Once a person is infected by the virus, it takes several months for the warts to develop. It is also observed that some people are more susceptible to the warts virus. To minimize the spread of warts and to make it less contagious, you need to provide effective treatment for the warts.
Treatment of Warts
Common warts are quite easy to remove and treat, if needed. There are a number of treatment alternatives for warts. These include:
- Over-the-counter topical medications containing salicylic acid
- Oral cimetidine taken to stimulate the immune system so it can fight the virus that causes warts
- Cryosurgery or the process of freezing the wart with liquid nitrogen
- Laser treatment which is especially recommended for the recalcitrant warts
- A light electric current to burn off the wart
In addition to these treatments, there are certain home remedies for wart removal. In fact, the duct tape wart removal method is quite popular. For this treatment, you need to place a small strip of duct tape over the wart and leave it on for five to six days. Remove the tape after the sixth day and soak it in water. Using an emory board or pumice stone, gently deride the wart. Remember that, though you are looking for instant results, this treatment might not work so, as it can take around two to three months to get rid of the wart completely.

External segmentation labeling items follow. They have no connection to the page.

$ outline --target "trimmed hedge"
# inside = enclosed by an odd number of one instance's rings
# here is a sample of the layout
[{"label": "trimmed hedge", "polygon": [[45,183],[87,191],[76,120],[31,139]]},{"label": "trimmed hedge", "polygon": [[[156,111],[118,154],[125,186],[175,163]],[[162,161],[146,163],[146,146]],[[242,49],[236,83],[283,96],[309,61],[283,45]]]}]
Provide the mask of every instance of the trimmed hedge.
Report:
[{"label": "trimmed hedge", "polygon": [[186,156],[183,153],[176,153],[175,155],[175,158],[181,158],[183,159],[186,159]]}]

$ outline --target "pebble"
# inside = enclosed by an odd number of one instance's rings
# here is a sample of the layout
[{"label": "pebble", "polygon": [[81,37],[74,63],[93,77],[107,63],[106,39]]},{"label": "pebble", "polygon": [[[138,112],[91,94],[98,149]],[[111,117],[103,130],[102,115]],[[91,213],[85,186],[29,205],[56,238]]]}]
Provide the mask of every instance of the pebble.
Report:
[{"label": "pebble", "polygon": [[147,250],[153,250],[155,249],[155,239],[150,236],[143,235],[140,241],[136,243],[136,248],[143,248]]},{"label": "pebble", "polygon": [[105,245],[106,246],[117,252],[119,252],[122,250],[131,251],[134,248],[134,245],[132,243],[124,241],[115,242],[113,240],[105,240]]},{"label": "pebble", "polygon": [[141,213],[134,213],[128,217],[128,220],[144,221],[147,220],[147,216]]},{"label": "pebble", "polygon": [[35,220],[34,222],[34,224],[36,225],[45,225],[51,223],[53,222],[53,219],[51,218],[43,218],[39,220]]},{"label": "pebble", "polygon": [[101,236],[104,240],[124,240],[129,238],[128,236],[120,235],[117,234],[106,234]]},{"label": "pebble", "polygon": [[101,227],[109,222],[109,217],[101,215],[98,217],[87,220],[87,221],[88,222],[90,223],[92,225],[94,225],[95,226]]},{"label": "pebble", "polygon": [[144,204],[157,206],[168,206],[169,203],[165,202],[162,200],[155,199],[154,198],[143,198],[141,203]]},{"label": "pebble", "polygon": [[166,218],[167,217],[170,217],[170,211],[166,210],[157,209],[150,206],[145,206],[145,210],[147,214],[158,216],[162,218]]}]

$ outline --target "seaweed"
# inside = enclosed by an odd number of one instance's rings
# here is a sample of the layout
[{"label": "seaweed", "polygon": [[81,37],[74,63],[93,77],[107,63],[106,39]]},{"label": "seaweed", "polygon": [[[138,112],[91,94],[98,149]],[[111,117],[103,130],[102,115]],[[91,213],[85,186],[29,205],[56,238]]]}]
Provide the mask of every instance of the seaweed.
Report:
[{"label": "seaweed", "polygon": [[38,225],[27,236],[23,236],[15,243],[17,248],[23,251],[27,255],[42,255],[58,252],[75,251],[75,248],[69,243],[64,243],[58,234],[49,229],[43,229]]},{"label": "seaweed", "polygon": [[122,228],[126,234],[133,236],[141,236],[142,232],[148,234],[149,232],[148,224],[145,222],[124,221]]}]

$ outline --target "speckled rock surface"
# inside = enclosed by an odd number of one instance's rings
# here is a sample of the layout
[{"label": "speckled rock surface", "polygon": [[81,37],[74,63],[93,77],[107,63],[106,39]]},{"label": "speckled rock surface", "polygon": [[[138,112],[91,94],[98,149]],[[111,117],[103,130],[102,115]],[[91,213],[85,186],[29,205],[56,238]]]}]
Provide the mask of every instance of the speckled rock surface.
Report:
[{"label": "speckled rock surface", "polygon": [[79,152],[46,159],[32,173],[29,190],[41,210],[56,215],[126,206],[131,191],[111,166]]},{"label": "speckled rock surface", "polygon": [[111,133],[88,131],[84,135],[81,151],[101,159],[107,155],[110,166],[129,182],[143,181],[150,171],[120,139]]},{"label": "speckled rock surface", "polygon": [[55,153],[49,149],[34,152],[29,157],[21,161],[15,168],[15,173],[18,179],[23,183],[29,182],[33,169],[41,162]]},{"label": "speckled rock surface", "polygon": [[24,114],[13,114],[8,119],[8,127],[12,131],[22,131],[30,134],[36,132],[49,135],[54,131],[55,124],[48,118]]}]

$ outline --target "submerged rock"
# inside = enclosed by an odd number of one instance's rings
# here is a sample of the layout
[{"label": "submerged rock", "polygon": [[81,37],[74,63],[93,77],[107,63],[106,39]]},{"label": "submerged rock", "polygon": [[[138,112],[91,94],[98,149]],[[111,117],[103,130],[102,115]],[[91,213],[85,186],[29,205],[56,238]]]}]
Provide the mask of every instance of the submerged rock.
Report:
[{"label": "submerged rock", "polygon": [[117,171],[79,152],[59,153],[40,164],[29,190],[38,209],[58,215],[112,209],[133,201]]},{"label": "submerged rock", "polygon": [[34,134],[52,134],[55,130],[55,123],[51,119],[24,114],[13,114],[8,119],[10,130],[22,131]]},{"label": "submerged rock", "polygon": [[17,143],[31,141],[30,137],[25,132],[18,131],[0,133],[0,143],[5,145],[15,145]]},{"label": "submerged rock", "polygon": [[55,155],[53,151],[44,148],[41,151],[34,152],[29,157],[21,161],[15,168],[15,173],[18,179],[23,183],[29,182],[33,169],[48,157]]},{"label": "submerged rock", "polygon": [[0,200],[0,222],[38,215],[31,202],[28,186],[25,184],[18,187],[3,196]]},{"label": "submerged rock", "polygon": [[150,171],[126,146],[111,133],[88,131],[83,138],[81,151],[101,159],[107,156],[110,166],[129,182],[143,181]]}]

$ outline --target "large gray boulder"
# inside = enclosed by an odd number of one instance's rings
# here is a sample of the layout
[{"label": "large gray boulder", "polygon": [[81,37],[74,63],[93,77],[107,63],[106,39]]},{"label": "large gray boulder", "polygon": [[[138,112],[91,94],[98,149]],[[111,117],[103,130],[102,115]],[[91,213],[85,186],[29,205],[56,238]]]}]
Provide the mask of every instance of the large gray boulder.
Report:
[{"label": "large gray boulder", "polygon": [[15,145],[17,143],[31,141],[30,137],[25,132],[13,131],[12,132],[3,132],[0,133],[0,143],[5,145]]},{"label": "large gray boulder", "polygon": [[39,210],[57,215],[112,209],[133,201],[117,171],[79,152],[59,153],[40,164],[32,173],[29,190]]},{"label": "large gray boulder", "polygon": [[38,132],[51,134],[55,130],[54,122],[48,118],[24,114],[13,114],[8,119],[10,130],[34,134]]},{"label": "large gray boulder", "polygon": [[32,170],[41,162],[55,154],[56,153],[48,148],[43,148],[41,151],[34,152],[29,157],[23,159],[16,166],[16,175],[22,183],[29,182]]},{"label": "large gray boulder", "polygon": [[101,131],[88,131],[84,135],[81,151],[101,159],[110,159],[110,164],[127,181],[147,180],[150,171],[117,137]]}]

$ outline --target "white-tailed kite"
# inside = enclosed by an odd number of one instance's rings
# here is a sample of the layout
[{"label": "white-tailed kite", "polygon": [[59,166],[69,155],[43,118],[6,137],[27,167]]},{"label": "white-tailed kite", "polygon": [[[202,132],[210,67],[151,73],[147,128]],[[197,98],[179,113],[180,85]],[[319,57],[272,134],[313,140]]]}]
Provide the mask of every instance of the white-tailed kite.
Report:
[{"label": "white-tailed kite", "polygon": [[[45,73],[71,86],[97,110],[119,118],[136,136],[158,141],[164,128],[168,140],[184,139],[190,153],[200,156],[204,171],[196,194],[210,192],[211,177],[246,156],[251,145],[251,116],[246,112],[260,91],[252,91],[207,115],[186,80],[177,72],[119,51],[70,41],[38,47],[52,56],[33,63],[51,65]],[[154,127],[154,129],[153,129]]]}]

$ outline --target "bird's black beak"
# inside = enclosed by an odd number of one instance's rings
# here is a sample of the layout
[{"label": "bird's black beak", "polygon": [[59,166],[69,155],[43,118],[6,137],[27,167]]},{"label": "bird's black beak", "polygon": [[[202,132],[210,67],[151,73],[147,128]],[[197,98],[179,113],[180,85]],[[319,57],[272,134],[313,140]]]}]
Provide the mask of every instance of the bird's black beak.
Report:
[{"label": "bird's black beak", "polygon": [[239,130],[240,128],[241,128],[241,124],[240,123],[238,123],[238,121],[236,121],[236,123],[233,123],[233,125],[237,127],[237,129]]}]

Do warts occur even after treatment? Sadly, yes, contagious warts can reoccur even after the treatment. To remove the warts completely, you would need to boost up your immune system to fight off the virus. The best way of avoiding warts, contagious or not, is by incorporating certain preventive measures in your daily routine. Wash your hands and skin regularly, especially when you have cuts and open wounds which are prone to wart infections. In public showers, pools, and locker rooms, make sure that you wear waterproof sandals to protect against plantar warts and infections.